Modeling delamination characteristics and influence in a laminated plate with a part-through hole

Abstract

A laminated composite pressure vessel subjected to a concentrated laser ablation process has been investigated. The primary goal of this research was to investigate the role of delamination in the failure process. A layered structural finite element methodology was developed which modeled each lamina of a laminate explicitly with structural finite elements. A kinematic constraint was incorporated to provide laminate behavior, which enforced the continuity of displacements at ply interfaces. Delamination behavior was provided by selectively deactivating the kinematic constraint. In order to measure the propensity for delamination extension, a virtual crack closure technique was used. Crack tip closure forces were calculated in the form of internal forces at ply interfaces resulting from the constraint. In order to gain insight into the delamination characteristics of the pressure vessel problem, the notched tensile bar (NTB) was used as a simplified approximation for the pressure vessel problem. The NTB also provided verification steps for the layered structural finite element methodology.

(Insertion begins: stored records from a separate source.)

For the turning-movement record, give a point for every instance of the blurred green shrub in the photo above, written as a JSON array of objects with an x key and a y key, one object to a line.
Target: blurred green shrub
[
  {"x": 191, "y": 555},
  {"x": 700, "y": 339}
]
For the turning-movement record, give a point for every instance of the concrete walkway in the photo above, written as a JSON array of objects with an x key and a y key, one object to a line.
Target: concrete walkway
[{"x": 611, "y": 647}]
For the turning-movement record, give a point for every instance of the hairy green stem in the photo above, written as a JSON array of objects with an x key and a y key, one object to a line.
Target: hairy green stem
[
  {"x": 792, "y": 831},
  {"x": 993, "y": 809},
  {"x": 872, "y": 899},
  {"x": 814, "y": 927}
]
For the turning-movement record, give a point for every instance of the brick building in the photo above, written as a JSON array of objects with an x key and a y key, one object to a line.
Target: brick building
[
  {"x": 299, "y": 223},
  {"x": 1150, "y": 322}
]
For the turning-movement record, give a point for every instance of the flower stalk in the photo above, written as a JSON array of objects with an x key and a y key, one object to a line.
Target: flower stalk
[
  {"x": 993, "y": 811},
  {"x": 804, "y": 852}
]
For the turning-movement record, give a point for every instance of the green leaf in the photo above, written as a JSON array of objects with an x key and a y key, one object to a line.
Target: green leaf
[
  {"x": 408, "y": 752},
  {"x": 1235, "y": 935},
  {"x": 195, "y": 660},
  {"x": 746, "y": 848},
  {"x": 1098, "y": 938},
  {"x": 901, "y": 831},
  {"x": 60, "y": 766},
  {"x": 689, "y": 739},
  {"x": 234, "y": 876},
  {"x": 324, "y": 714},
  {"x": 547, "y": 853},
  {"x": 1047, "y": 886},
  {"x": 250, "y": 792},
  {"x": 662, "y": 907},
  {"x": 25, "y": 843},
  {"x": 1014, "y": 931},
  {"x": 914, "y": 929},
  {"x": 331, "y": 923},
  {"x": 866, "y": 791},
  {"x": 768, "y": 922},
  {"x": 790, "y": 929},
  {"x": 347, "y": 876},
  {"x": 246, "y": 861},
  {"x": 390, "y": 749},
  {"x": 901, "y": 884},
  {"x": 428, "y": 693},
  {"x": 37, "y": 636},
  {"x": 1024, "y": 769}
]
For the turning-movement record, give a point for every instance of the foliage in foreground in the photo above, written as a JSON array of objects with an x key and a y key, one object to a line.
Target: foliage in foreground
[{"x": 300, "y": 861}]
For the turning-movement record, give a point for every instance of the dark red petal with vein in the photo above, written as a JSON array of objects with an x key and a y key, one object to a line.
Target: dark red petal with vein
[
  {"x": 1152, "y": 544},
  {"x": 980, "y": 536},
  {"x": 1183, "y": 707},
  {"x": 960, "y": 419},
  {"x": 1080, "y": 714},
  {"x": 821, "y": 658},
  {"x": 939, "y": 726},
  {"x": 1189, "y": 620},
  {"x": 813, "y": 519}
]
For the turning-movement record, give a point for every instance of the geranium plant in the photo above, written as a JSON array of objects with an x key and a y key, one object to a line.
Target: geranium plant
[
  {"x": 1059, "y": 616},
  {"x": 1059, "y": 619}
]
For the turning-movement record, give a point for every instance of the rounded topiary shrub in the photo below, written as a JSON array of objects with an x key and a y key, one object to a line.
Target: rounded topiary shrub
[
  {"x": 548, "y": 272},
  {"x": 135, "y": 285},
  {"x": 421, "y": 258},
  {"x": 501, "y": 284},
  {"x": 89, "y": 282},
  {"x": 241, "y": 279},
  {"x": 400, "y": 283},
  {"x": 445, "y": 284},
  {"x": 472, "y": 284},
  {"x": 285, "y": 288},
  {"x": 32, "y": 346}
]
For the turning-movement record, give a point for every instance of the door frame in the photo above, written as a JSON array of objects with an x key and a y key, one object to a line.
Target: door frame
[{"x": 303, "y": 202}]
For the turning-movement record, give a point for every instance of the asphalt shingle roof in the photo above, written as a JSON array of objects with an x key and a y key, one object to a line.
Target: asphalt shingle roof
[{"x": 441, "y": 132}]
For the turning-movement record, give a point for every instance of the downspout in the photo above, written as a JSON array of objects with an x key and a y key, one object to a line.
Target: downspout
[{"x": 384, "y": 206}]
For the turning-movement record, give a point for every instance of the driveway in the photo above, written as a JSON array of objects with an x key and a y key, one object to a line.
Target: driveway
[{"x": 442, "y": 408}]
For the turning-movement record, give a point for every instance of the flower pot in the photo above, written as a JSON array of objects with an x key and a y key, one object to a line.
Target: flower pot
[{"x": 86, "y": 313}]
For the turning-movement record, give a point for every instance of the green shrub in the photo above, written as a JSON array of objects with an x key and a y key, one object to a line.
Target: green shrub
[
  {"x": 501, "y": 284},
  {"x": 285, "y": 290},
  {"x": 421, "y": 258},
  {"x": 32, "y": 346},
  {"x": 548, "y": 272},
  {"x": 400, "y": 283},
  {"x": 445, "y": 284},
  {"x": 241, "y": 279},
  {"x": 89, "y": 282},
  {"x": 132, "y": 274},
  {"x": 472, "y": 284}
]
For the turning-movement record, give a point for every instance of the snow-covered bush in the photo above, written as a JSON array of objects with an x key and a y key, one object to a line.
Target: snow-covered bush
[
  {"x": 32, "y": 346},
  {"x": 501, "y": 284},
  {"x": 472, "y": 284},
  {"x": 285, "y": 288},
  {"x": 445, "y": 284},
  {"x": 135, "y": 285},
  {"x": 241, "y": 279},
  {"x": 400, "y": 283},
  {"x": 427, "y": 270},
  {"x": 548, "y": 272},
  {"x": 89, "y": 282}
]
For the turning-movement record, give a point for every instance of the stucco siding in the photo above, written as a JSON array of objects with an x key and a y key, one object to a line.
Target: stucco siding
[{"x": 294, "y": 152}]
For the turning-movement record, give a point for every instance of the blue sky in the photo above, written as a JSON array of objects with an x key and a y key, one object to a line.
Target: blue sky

Stacked beam and plate element models of the NTB provided total strain energy rates which compared very well with an analytical solution and with 2-D continuum finite element solutions. Overall, the results of the beam and plate finite element models demonstrate the ability of the layered structural finite element methodology to reflect the characteristic trends of delamination behavior. The pressure vessel problem was then investigated using the layered structural finite element methodology, where a flat laminated plate, with a part-through hole, under unequal bi-axial loading represented the pressure vessel. A specific model of an eight layer laminate with a hoop/helix layup of [0°/0°/[plus or minus] 77°/0°/0°/[plus or minus] 77°] with a 1.0 cm diameter part-through hole of variable depth was investigated under a variety of delamination configurations. The delamination behavior indicated stable, non-uniform strain energy release rate distributions, with a decreasing tendency to grow with an increase in delamination length or part-through hole depth. Finally, the influence of delamination upon the lamina stresses results in stress redistribution and intensification.